Banks lose momentum as investors seek growth
Australia’s benchmark S&P/ASX 200 index returned just 0.7% in the first half of 2026, as a hawkish Reserve Bank of Australia weighed on investor appetite.
June's CMC Invest monthly client trading data pointed to a rotation in trading activity, with increased interest in select technology and healthcare stocks and softer activity in financials.
Although the S&P/ASX 200 Financials Index [XFJ] gained 1.7% in June, CMC Invest trading data suggested investor interest in Australia's Big Four banks softened. Commonwealth Bank of Australia [CBA], National Australia Bank [NAB], Westpac [WBC] and ANZ Group [ANZ] all slipped lower in the rankings of the most traded ASX-listed shares during the month.
The shift in sentiment was most evident in Commonwealth Bank. The number of trades in CBA shares on the CMC Invest platform fell 40% from May to June, marking the largest month on month decline among the Big Four banks. Buy orders also dropped to 49% of total CBA orders in June from 74% in May, while the share price edged 0.24% lower.
Higher domestic interest rates have complicated the outlook for the sector. While elevated rates may continue to support banks' net interest margins, they also risk slowing mortgage lending and weighing on credit growth. Australia's housing market is already showing signs of cooling, with home price declines accelerating in Sydney and Melbourne amid affordability and cost of living pressures. Following three rate hikes in 2026, the RBA's cash rate stood at 4.35%, its highest level since November 2011.
Investors are increasingly weighing these risks against the sector's strong profitability. In May, the Australia Institute reported that mortgages accounted for 39.3% of the Big Four's profits in 2025, underscoring the importance of housing activity to future earnings.
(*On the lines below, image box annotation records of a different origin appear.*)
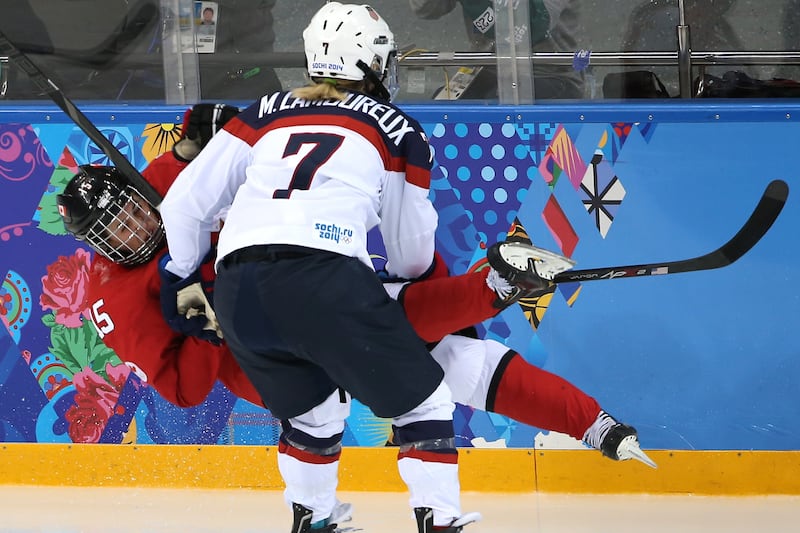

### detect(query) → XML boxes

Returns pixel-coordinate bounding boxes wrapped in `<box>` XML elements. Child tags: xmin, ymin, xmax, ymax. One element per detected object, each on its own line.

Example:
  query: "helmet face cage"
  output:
<box><xmin>79</xmin><ymin>185</ymin><xmax>165</xmax><ymax>266</ymax></box>
<box><xmin>303</xmin><ymin>2</ymin><xmax>399</xmax><ymax>96</ymax></box>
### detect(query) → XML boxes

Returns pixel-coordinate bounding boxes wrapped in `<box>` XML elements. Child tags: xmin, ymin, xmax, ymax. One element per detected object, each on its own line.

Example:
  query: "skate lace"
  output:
<box><xmin>486</xmin><ymin>267</ymin><xmax>514</xmax><ymax>298</ymax></box>
<box><xmin>583</xmin><ymin>411</ymin><xmax>618</xmax><ymax>450</ymax></box>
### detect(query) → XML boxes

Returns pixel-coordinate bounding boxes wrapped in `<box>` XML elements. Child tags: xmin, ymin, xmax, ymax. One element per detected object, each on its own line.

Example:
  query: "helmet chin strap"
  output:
<box><xmin>356</xmin><ymin>59</ymin><xmax>392</xmax><ymax>102</ymax></box>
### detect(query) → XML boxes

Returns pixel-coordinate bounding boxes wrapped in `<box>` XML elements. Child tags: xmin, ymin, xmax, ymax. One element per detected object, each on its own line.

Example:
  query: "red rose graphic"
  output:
<box><xmin>64</xmin><ymin>365</ymin><xmax>130</xmax><ymax>443</ymax></box>
<box><xmin>39</xmin><ymin>249</ymin><xmax>90</xmax><ymax>328</ymax></box>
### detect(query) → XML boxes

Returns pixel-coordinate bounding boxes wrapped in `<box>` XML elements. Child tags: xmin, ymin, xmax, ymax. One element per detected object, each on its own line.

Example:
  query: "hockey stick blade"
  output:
<box><xmin>553</xmin><ymin>180</ymin><xmax>789</xmax><ymax>283</ymax></box>
<box><xmin>0</xmin><ymin>27</ymin><xmax>161</xmax><ymax>206</ymax></box>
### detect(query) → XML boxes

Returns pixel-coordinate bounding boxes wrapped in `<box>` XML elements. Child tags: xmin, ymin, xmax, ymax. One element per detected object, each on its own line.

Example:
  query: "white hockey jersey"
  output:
<box><xmin>161</xmin><ymin>92</ymin><xmax>437</xmax><ymax>278</ymax></box>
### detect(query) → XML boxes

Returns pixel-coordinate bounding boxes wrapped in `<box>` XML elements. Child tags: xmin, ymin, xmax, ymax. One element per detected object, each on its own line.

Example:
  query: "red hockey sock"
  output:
<box><xmin>399</xmin><ymin>271</ymin><xmax>499</xmax><ymax>342</ymax></box>
<box><xmin>486</xmin><ymin>352</ymin><xmax>600</xmax><ymax>440</ymax></box>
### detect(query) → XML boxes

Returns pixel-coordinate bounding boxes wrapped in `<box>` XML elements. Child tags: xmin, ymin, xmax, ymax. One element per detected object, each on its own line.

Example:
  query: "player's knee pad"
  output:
<box><xmin>431</xmin><ymin>335</ymin><xmax>486</xmax><ymax>405</ymax></box>
<box><xmin>280</xmin><ymin>390</ymin><xmax>350</xmax><ymax>456</ymax></box>
<box><xmin>392</xmin><ymin>382</ymin><xmax>455</xmax><ymax>453</ymax></box>
<box><xmin>431</xmin><ymin>335</ymin><xmax>509</xmax><ymax>409</ymax></box>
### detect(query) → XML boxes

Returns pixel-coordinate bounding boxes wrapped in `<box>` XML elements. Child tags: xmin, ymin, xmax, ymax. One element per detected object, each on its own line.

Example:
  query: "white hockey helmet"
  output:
<box><xmin>303</xmin><ymin>2</ymin><xmax>399</xmax><ymax>100</ymax></box>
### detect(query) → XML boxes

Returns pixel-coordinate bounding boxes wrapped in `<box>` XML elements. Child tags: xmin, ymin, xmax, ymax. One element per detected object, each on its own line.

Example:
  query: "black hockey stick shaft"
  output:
<box><xmin>553</xmin><ymin>180</ymin><xmax>789</xmax><ymax>283</ymax></box>
<box><xmin>0</xmin><ymin>27</ymin><xmax>161</xmax><ymax>206</ymax></box>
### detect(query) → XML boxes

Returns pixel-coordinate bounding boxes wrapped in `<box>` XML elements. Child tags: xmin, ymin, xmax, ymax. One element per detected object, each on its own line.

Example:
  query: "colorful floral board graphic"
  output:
<box><xmin>0</xmin><ymin>105</ymin><xmax>800</xmax><ymax>449</ymax></box>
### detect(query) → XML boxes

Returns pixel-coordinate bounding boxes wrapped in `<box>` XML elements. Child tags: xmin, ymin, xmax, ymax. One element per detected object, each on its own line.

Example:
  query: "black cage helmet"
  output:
<box><xmin>56</xmin><ymin>165</ymin><xmax>166</xmax><ymax>266</ymax></box>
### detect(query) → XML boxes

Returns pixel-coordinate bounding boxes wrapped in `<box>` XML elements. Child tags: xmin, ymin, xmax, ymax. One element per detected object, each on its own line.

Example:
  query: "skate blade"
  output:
<box><xmin>450</xmin><ymin>513</ymin><xmax>483</xmax><ymax>527</ymax></box>
<box><xmin>617</xmin><ymin>441</ymin><xmax>658</xmax><ymax>468</ymax></box>
<box><xmin>331</xmin><ymin>500</ymin><xmax>353</xmax><ymax>524</ymax></box>
<box><xmin>501</xmin><ymin>242</ymin><xmax>575</xmax><ymax>281</ymax></box>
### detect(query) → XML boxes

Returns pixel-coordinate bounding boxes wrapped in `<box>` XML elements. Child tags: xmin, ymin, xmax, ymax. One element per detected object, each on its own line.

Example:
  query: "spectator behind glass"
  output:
<box><xmin>409</xmin><ymin>0</ymin><xmax>583</xmax><ymax>99</ymax></box>
<box><xmin>199</xmin><ymin>0</ymin><xmax>281</xmax><ymax>102</ymax></box>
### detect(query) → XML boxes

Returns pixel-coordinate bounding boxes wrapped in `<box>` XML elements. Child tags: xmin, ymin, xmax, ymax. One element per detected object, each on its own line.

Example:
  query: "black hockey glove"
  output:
<box><xmin>158</xmin><ymin>253</ymin><xmax>222</xmax><ymax>345</ymax></box>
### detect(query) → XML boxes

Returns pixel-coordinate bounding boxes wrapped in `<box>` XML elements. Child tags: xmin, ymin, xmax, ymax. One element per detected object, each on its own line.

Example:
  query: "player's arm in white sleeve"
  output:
<box><xmin>380</xmin><ymin>129</ymin><xmax>439</xmax><ymax>279</ymax></box>
<box><xmin>160</xmin><ymin>130</ymin><xmax>250</xmax><ymax>279</ymax></box>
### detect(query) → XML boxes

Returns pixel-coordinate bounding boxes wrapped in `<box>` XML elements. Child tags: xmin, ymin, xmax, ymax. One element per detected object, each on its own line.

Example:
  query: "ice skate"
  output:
<box><xmin>329</xmin><ymin>500</ymin><xmax>353</xmax><ymax>524</ymax></box>
<box><xmin>486</xmin><ymin>241</ymin><xmax>575</xmax><ymax>309</ymax></box>
<box><xmin>583</xmin><ymin>411</ymin><xmax>658</xmax><ymax>468</ymax></box>
<box><xmin>414</xmin><ymin>507</ymin><xmax>482</xmax><ymax>533</ymax></box>
<box><xmin>291</xmin><ymin>503</ymin><xmax>340</xmax><ymax>533</ymax></box>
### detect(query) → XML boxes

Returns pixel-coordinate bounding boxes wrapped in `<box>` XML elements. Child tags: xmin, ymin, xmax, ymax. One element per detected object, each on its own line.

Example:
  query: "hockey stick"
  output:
<box><xmin>553</xmin><ymin>180</ymin><xmax>789</xmax><ymax>283</ymax></box>
<box><xmin>0</xmin><ymin>26</ymin><xmax>161</xmax><ymax>206</ymax></box>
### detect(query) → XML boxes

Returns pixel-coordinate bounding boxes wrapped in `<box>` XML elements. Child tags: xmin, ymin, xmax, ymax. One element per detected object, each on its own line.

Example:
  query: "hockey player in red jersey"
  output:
<box><xmin>59</xmin><ymin>104</ymin><xmax>641</xmax><ymax>532</ymax></box>
<box><xmin>58</xmin><ymin>104</ymin><xmax>256</xmax><ymax>407</ymax></box>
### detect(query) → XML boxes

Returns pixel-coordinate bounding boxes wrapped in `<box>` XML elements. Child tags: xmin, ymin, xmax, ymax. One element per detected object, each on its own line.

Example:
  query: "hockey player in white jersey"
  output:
<box><xmin>161</xmin><ymin>2</ymin><xmax>478</xmax><ymax>533</ymax></box>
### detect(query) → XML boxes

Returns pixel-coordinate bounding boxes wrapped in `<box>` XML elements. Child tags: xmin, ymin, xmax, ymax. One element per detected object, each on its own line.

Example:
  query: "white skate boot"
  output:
<box><xmin>414</xmin><ymin>507</ymin><xmax>483</xmax><ymax>533</ymax></box>
<box><xmin>486</xmin><ymin>241</ymin><xmax>575</xmax><ymax>309</ymax></box>
<box><xmin>583</xmin><ymin>411</ymin><xmax>658</xmax><ymax>468</ymax></box>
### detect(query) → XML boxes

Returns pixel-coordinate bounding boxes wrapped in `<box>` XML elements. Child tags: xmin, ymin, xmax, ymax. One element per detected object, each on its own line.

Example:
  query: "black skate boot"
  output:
<box><xmin>486</xmin><ymin>241</ymin><xmax>575</xmax><ymax>309</ymax></box>
<box><xmin>414</xmin><ymin>507</ymin><xmax>481</xmax><ymax>533</ymax></box>
<box><xmin>291</xmin><ymin>503</ymin><xmax>338</xmax><ymax>533</ymax></box>
<box><xmin>583</xmin><ymin>411</ymin><xmax>658</xmax><ymax>468</ymax></box>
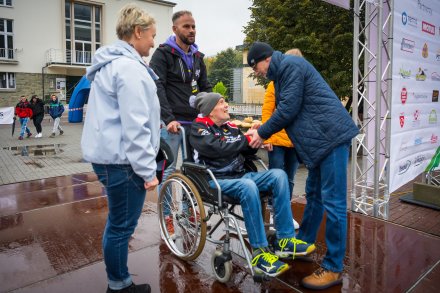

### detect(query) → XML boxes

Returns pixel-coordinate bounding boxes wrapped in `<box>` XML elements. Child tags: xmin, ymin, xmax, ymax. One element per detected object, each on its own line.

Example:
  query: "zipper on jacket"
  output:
<box><xmin>179</xmin><ymin>58</ymin><xmax>186</xmax><ymax>82</ymax></box>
AU Instruments Mentioned | June performance | H1 2026 performance |
S&P/ASX 200 Index | 0.54% | 0.74% |
S&P/ASX 200 Financials index | 1.76% | 0.52% |
S&P/ASX 200 Healthcare index | 13.26% | -22.73% |
CBA | -0.24% | 3.89% |
NAB | 1.42% | -8.57% |
ANZ | 0.43% | -0.48% |
WBC | -2.19% | -6.95% |
CSL | 18.77% | -32.68% |
RMD | 0.45% | -19.35% |
WTC | -8.36% | -51.80% |
XRO | -3.92% | -36.66% |
Against this backdrop, investors appeared to turn towards stocks where valuations and expectations had already reset.
Chief among them was healthcare major CSL [CSL], which has endured a difficult run since the start of 2025 due to a loss of confidence in its turnaround story, which we covered extensively in June’s outlook report. Despite this, CSL’s long-standing reputation as one of Australia’s most consistent blue-chip compounders appears to have kept bargain hunters and loyal investors engaged.
CSL retained its position as the most-traded ASX-listed stock among CMC Invest clients in June, as trading activity increased 18% from May. The stock also recorded buy orders of more than 70% for the second consecutive month, suggesting investors continued to accumulate shares after a steep derating.
An 18.77% surge in share price in June helped CSL snap a five-month losing streak and raised hopes that the Australian biopharmaceutical giant may have finally found a bottom.
ResMed [RMD] is another healthcare name that returned to investor focus. Its share price fell nearly 20% in the first half of 2026. RMD rose to become the 20th most-traded ASX-listed stock in June, up from 27th in May among CMC Invest clients. Trading activity on the platform increased 22%, with more than three-quarters of orders on the buy side.
Overall, the S&P/ASX 200 Healthcare index [XHJ] rose over 13% to become the best performing sectoral index in Australia during the month of June.
In technology, CMC Invest clients showed a preference for logistics software firm WiseTech Global [WTC], which ranked above all four major Australian banks to become the second-most traded ASX-listed stock in June. Trading activity increased 45% month-on-month, with buy orders accounting for 77% of activity on the CMC Invest platform in June.
Trading in WTC shares, which have plunged more than 69% over the past 12 months, was particularly volatile in June. A two-day sell-off followed a sharp rebound after reports said that founder Richard White was being investigated by the Australian Federal Police over allegations relating to a woman’s immigration status and financial vulnerability.
Elsewhere, Xero [XRO], a small business-focused software company, recorded one of the most significant improvements in the rankings of the most traded ASX-listed shares on the CMC Invest platform in June, climbing from 15th to 6th. The total number of trades on Xero increased 58% month on month.
Looking ahead to July, investors will be watching whether renewed interest in beaten-down healthcare and technology stocks translates into broader share price gains. While CSL and ResMed enjoyed a strong June, the likes of WiseTech and Xero continued to attract increased trading activity despite weaker performance. Equally important will be whether Australia's Big Four banks continue to lose momentum, given their outsized influence on the S&P/ASX 200.